Linda studiert an der Elite­universität Harvard. Im Gegensatz zu vielen ihrer KommilitonInnen kommt sie aus einfachen Verhältnissen. Als es beim Mittagessen mal wieder um den letzten Segelturn geht, fragt sich Linda, ob sie eigentlich gut genug ist, um an dieser herausragenden Uni zu studieren.

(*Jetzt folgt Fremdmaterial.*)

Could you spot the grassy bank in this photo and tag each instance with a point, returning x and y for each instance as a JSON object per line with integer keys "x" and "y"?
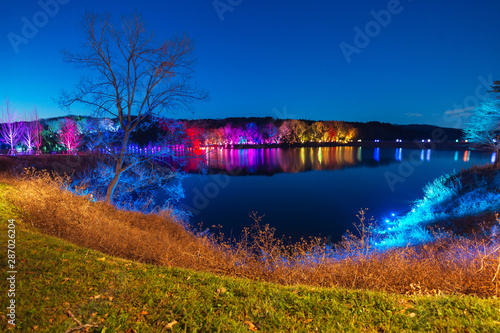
{"x": 450, "y": 265}
{"x": 57, "y": 279}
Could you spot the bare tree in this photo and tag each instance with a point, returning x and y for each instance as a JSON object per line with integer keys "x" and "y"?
{"x": 130, "y": 78}
{"x": 483, "y": 131}
{"x": 32, "y": 133}
{"x": 69, "y": 135}
{"x": 11, "y": 128}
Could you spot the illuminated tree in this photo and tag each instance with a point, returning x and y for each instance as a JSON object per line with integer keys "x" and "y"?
{"x": 131, "y": 78}
{"x": 484, "y": 127}
{"x": 69, "y": 135}
{"x": 11, "y": 129}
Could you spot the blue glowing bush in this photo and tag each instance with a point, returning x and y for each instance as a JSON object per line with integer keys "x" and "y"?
{"x": 444, "y": 200}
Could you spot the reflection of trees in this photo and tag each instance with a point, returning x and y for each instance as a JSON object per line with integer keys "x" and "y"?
{"x": 278, "y": 160}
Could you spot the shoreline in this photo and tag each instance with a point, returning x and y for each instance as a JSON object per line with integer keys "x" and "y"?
{"x": 367, "y": 144}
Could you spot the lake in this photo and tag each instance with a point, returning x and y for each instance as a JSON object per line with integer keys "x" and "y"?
{"x": 313, "y": 191}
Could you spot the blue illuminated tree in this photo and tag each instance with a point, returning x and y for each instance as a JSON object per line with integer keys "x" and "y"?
{"x": 483, "y": 130}
{"x": 131, "y": 78}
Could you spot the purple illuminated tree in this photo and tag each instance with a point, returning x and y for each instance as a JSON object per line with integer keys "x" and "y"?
{"x": 11, "y": 129}
{"x": 69, "y": 135}
{"x": 495, "y": 88}
{"x": 131, "y": 78}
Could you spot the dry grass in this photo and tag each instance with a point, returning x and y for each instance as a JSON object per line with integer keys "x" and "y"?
{"x": 448, "y": 265}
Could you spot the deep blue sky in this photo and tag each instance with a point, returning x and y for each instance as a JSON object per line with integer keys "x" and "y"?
{"x": 283, "y": 59}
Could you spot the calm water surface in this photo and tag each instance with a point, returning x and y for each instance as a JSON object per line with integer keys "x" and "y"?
{"x": 313, "y": 191}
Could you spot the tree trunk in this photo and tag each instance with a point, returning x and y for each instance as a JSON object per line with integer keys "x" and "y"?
{"x": 118, "y": 169}
{"x": 112, "y": 187}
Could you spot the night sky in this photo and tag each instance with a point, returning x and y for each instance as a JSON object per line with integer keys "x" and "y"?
{"x": 428, "y": 62}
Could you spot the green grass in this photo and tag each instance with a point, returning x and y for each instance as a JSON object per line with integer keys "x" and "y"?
{"x": 119, "y": 295}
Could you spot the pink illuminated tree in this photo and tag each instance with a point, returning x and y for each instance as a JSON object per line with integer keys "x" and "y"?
{"x": 69, "y": 135}
{"x": 11, "y": 129}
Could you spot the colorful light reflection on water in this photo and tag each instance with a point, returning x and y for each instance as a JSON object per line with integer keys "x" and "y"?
{"x": 323, "y": 201}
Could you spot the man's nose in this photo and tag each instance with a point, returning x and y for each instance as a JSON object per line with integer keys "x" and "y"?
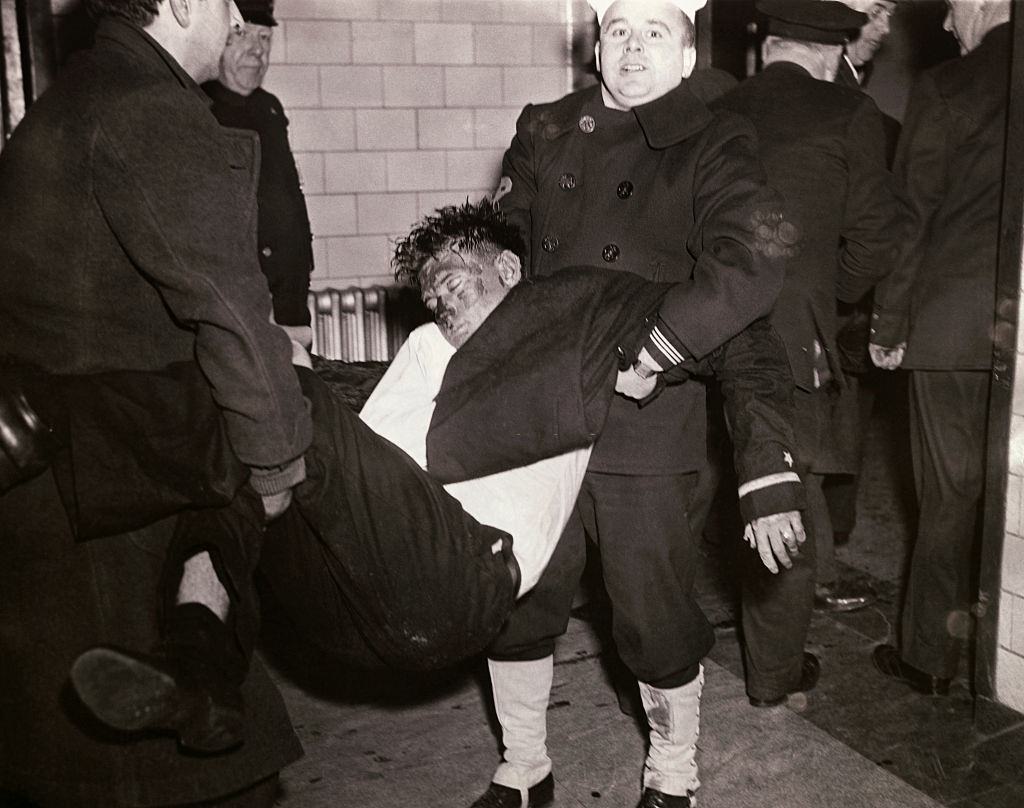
{"x": 238, "y": 24}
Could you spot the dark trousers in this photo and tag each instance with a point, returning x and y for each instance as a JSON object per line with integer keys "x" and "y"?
{"x": 648, "y": 564}
{"x": 775, "y": 609}
{"x": 841, "y": 490}
{"x": 948, "y": 419}
{"x": 375, "y": 560}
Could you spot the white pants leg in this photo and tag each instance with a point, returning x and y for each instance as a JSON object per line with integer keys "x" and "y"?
{"x": 522, "y": 690}
{"x": 674, "y": 717}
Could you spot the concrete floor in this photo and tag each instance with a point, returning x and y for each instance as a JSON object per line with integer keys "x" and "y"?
{"x": 857, "y": 739}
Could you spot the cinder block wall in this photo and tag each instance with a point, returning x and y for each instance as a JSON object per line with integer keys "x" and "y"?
{"x": 1010, "y": 654}
{"x": 397, "y": 107}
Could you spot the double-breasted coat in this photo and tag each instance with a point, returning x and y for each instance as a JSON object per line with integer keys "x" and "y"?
{"x": 823, "y": 150}
{"x": 673, "y": 193}
{"x": 128, "y": 242}
{"x": 284, "y": 240}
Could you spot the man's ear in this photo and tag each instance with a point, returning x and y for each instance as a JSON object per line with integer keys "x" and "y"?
{"x": 509, "y": 268}
{"x": 689, "y": 60}
{"x": 181, "y": 10}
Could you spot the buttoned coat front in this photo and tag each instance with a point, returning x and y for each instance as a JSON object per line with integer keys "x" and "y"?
{"x": 127, "y": 242}
{"x": 284, "y": 240}
{"x": 668, "y": 190}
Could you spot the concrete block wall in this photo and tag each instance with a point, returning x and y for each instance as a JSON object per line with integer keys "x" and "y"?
{"x": 1010, "y": 654}
{"x": 398, "y": 107}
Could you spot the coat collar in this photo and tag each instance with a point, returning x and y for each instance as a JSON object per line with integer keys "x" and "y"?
{"x": 666, "y": 121}
{"x": 791, "y": 68}
{"x": 145, "y": 49}
{"x": 224, "y": 95}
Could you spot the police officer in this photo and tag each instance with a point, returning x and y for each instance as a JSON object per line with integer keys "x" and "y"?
{"x": 285, "y": 240}
{"x": 823, "y": 149}
{"x": 637, "y": 174}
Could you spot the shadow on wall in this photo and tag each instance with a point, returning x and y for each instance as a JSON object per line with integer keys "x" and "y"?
{"x": 916, "y": 42}
{"x": 73, "y": 30}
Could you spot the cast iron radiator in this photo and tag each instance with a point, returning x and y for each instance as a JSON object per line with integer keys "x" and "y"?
{"x": 363, "y": 325}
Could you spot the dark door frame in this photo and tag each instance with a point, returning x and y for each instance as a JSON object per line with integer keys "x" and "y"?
{"x": 1004, "y": 370}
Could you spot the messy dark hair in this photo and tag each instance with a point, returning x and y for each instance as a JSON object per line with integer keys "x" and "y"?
{"x": 140, "y": 12}
{"x": 480, "y": 228}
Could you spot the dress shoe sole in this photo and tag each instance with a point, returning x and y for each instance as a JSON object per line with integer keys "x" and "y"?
{"x": 765, "y": 703}
{"x": 844, "y": 604}
{"x": 887, "y": 662}
{"x": 539, "y": 796}
{"x": 129, "y": 694}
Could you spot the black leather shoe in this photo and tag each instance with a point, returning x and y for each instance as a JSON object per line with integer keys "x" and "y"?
{"x": 503, "y": 797}
{"x": 27, "y": 444}
{"x": 810, "y": 671}
{"x": 887, "y": 660}
{"x": 652, "y": 798}
{"x": 842, "y": 596}
{"x": 132, "y": 692}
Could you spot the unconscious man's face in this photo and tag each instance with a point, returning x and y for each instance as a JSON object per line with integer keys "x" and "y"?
{"x": 463, "y": 288}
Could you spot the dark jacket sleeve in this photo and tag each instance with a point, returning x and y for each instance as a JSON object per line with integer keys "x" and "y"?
{"x": 739, "y": 239}
{"x": 757, "y": 386}
{"x": 518, "y": 184}
{"x": 921, "y": 171}
{"x": 869, "y": 220}
{"x": 181, "y": 201}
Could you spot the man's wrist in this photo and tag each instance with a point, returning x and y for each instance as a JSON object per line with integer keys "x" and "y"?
{"x": 643, "y": 371}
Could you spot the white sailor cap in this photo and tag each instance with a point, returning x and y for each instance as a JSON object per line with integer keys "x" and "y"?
{"x": 688, "y": 7}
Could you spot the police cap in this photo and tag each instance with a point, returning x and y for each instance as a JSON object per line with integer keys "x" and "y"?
{"x": 812, "y": 20}
{"x": 688, "y": 7}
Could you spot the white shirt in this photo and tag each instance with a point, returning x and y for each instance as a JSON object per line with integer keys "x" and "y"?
{"x": 532, "y": 503}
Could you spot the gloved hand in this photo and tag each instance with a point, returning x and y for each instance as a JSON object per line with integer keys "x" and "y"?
{"x": 887, "y": 358}
{"x": 777, "y": 536}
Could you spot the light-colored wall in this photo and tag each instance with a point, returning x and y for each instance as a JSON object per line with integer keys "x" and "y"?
{"x": 397, "y": 107}
{"x": 1010, "y": 654}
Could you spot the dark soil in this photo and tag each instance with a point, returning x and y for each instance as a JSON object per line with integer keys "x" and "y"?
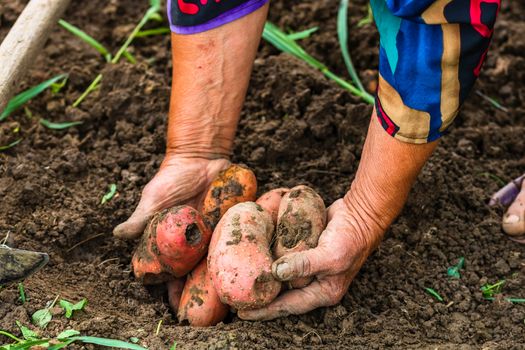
{"x": 297, "y": 127}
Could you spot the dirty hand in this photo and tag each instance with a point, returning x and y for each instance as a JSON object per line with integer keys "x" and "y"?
{"x": 343, "y": 248}
{"x": 180, "y": 180}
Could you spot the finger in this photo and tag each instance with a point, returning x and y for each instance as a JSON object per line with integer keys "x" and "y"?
{"x": 294, "y": 302}
{"x": 308, "y": 263}
{"x": 514, "y": 218}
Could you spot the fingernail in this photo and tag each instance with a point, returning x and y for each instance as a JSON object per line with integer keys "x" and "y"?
{"x": 283, "y": 270}
{"x": 511, "y": 219}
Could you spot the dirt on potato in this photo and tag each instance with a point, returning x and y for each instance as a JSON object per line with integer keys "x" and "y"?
{"x": 296, "y": 128}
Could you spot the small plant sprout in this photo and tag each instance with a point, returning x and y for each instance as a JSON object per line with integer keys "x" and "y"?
{"x": 490, "y": 290}
{"x": 110, "y": 194}
{"x": 280, "y": 40}
{"x": 158, "y": 327}
{"x": 31, "y": 340}
{"x": 22, "y": 293}
{"x": 25, "y": 96}
{"x": 42, "y": 317}
{"x": 434, "y": 294}
{"x": 58, "y": 126}
{"x": 453, "y": 271}
{"x": 92, "y": 41}
{"x": 342, "y": 33}
{"x": 70, "y": 308}
{"x": 368, "y": 19}
{"x": 151, "y": 14}
{"x": 303, "y": 34}
{"x": 10, "y": 145}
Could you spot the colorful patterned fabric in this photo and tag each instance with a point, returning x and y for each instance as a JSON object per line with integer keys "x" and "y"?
{"x": 431, "y": 52}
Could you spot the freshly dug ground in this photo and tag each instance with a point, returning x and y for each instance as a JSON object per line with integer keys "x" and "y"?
{"x": 297, "y": 128}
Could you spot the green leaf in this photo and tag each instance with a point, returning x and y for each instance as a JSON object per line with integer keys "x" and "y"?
{"x": 367, "y": 19}
{"x": 111, "y": 193}
{"x": 86, "y": 38}
{"x": 20, "y": 99}
{"x": 41, "y": 318}
{"x": 67, "y": 334}
{"x": 27, "y": 333}
{"x": 134, "y": 340}
{"x": 434, "y": 294}
{"x": 154, "y": 3}
{"x": 303, "y": 34}
{"x": 56, "y": 87}
{"x": 453, "y": 271}
{"x": 58, "y": 126}
{"x": 70, "y": 307}
{"x": 22, "y": 293}
{"x": 489, "y": 290}
{"x": 12, "y": 144}
{"x": 110, "y": 343}
{"x": 280, "y": 40}
{"x": 342, "y": 33}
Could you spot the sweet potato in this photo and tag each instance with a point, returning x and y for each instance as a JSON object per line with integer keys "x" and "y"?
{"x": 300, "y": 222}
{"x": 271, "y": 200}
{"x": 174, "y": 242}
{"x": 175, "y": 288}
{"x": 200, "y": 305}
{"x": 240, "y": 260}
{"x": 234, "y": 185}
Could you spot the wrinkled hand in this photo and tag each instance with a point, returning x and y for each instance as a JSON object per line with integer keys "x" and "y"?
{"x": 341, "y": 252}
{"x": 180, "y": 180}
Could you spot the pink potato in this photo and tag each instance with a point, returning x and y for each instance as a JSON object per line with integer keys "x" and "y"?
{"x": 175, "y": 240}
{"x": 301, "y": 220}
{"x": 199, "y": 304}
{"x": 240, "y": 260}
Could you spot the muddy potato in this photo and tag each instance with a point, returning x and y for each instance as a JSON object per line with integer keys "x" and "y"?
{"x": 233, "y": 185}
{"x": 301, "y": 220}
{"x": 240, "y": 259}
{"x": 175, "y": 240}
{"x": 271, "y": 200}
{"x": 175, "y": 288}
{"x": 199, "y": 304}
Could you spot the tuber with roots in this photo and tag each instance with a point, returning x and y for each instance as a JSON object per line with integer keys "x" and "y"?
{"x": 300, "y": 222}
{"x": 240, "y": 259}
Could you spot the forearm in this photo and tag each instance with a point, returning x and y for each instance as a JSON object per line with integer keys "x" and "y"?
{"x": 386, "y": 173}
{"x": 211, "y": 71}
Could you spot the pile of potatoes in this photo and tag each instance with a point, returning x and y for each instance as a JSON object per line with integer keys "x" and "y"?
{"x": 219, "y": 256}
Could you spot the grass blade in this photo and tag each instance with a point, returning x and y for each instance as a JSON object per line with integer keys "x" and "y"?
{"x": 369, "y": 18}
{"x": 435, "y": 294}
{"x": 110, "y": 343}
{"x": 342, "y": 33}
{"x": 58, "y": 126}
{"x": 86, "y": 38}
{"x": 111, "y": 193}
{"x": 303, "y": 34}
{"x": 22, "y": 98}
{"x": 12, "y": 144}
{"x": 280, "y": 40}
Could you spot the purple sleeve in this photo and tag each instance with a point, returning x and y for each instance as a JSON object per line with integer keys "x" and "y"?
{"x": 195, "y": 16}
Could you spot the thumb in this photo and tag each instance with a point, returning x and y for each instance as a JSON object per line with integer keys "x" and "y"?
{"x": 308, "y": 263}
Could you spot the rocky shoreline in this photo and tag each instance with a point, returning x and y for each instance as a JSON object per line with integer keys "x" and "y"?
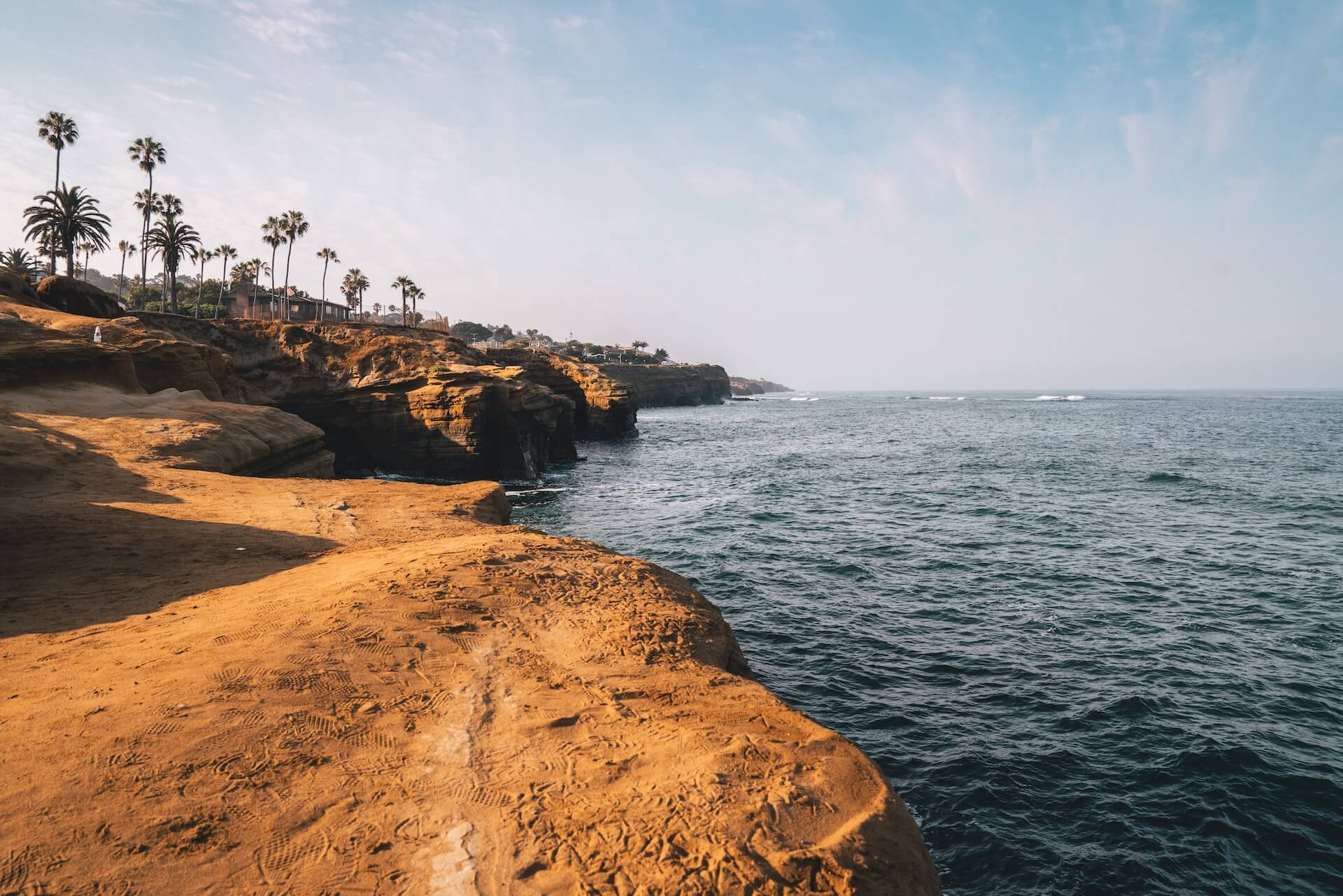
{"x": 311, "y": 684}
{"x": 667, "y": 386}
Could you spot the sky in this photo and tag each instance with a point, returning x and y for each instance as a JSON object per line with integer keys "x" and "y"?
{"x": 1130, "y": 194}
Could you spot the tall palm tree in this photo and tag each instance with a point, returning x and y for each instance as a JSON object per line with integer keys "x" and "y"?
{"x": 59, "y": 132}
{"x": 242, "y": 274}
{"x": 147, "y": 202}
{"x": 415, "y": 293}
{"x": 148, "y": 153}
{"x": 273, "y": 234}
{"x": 71, "y": 215}
{"x": 171, "y": 241}
{"x": 403, "y": 284}
{"x": 125, "y": 248}
{"x": 258, "y": 269}
{"x": 203, "y": 255}
{"x": 169, "y": 207}
{"x": 294, "y": 227}
{"x": 328, "y": 255}
{"x": 226, "y": 253}
{"x": 17, "y": 261}
{"x": 355, "y": 284}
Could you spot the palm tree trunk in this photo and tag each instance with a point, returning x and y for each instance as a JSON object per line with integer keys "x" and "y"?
{"x": 222, "y": 276}
{"x": 273, "y": 249}
{"x": 54, "y": 227}
{"x": 144, "y": 233}
{"x": 289, "y": 257}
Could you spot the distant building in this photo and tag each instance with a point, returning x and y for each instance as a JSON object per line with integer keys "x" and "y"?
{"x": 238, "y": 303}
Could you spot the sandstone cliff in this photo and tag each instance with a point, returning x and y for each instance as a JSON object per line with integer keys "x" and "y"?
{"x": 604, "y": 407}
{"x": 77, "y": 297}
{"x": 392, "y": 398}
{"x": 229, "y": 684}
{"x": 662, "y": 385}
{"x": 743, "y": 386}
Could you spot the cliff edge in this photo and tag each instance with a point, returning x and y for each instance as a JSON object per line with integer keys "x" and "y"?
{"x": 665, "y": 385}
{"x": 218, "y": 683}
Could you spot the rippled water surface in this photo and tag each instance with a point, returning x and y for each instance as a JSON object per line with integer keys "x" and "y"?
{"x": 1095, "y": 643}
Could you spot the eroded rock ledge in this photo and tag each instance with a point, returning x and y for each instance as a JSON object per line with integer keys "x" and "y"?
{"x": 604, "y": 407}
{"x": 232, "y": 684}
{"x": 746, "y": 386}
{"x": 658, "y": 385}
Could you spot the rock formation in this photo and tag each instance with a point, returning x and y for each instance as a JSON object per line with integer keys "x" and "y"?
{"x": 604, "y": 407}
{"x": 658, "y": 385}
{"x": 743, "y": 386}
{"x": 77, "y": 297}
{"x": 241, "y": 685}
{"x": 391, "y": 398}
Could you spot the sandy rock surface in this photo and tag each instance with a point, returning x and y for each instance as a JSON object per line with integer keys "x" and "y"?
{"x": 225, "y": 684}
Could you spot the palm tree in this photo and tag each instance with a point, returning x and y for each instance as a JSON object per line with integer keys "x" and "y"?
{"x": 125, "y": 248}
{"x": 71, "y": 215}
{"x": 415, "y": 293}
{"x": 273, "y": 234}
{"x": 353, "y": 284}
{"x": 169, "y": 207}
{"x": 172, "y": 239}
{"x": 328, "y": 255}
{"x": 294, "y": 227}
{"x": 227, "y": 253}
{"x": 86, "y": 250}
{"x": 148, "y": 153}
{"x": 403, "y": 284}
{"x": 258, "y": 269}
{"x": 17, "y": 261}
{"x": 203, "y": 255}
{"x": 59, "y": 132}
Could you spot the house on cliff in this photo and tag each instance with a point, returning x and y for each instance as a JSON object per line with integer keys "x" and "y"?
{"x": 238, "y": 303}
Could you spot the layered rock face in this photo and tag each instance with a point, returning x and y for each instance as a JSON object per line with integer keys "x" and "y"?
{"x": 51, "y": 359}
{"x": 662, "y": 386}
{"x": 743, "y": 386}
{"x": 604, "y": 407}
{"x": 394, "y": 399}
{"x": 242, "y": 685}
{"x": 77, "y": 297}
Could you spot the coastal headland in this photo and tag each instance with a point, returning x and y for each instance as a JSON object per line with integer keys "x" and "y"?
{"x": 226, "y": 671}
{"x": 746, "y": 386}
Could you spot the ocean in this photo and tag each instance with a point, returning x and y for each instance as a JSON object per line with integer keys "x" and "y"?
{"x": 1095, "y": 641}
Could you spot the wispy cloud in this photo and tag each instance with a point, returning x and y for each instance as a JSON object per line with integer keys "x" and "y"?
{"x": 294, "y": 26}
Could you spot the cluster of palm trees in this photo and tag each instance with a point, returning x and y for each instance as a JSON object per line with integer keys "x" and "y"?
{"x": 67, "y": 220}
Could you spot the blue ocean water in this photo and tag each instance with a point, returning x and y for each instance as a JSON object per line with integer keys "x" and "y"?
{"x": 1096, "y": 643}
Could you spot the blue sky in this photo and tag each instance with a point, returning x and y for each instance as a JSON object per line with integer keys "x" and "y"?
{"x": 881, "y": 195}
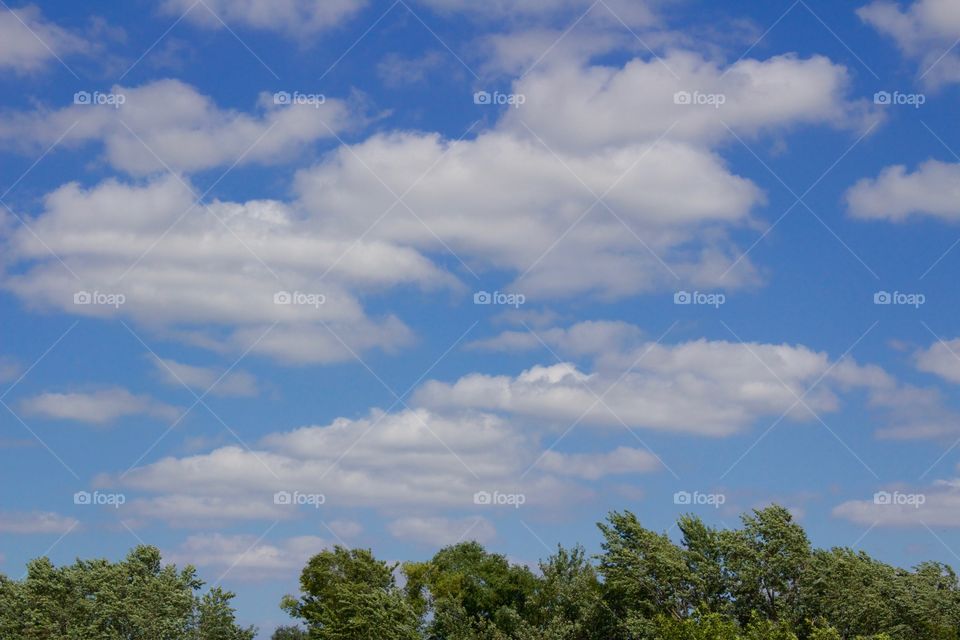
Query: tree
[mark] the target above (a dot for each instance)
(348, 594)
(216, 619)
(289, 633)
(568, 600)
(469, 591)
(645, 573)
(136, 598)
(766, 559)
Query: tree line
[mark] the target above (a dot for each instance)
(761, 581)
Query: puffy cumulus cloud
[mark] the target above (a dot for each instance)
(937, 505)
(28, 42)
(245, 557)
(704, 387)
(758, 96)
(591, 466)
(914, 413)
(712, 388)
(206, 379)
(34, 522)
(522, 196)
(503, 202)
(212, 271)
(9, 369)
(942, 359)
(926, 30)
(588, 338)
(440, 531)
(413, 460)
(169, 124)
(933, 189)
(189, 511)
(630, 12)
(97, 407)
(289, 17)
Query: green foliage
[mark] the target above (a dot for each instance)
(135, 599)
(469, 591)
(762, 581)
(348, 594)
(289, 633)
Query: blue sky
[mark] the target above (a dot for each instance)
(392, 258)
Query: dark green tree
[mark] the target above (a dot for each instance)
(349, 594)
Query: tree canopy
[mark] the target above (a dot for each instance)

Wie kann es dazu kommen? Und was bedeutet das für Linda und ihr Studium? Die Forscherinnen Sarah Johnson, Jennifer Richeson und Eli Finkel nehmen an, dass die eigene soziale Identität – also das Wissen darum, einer bestimmten sozialen Gruppe anzugehören – hierbei entscheidend ist. Ist eine Person mit geringerem sozio­ökonomischem Status (deren Eltern z.B. aus einer niedrigeren Bildungs­schicht kommen oder ein geringes Einkommen haben) von Menschen mit höherem sozio­ökonomischem Status umgeben, so wird der Person ihr eigener niedrigerer Status stärker bewusst. Die Folge kann sein, dass die Person befürchtet, aufgrund ihres geringeren sozio­ökonomischen Status abgewertet oder stigmatisiert zu werden. Diese Bedenken können dazu führen, dass die Person ihre eigene akademische Eignung in Frage stellt.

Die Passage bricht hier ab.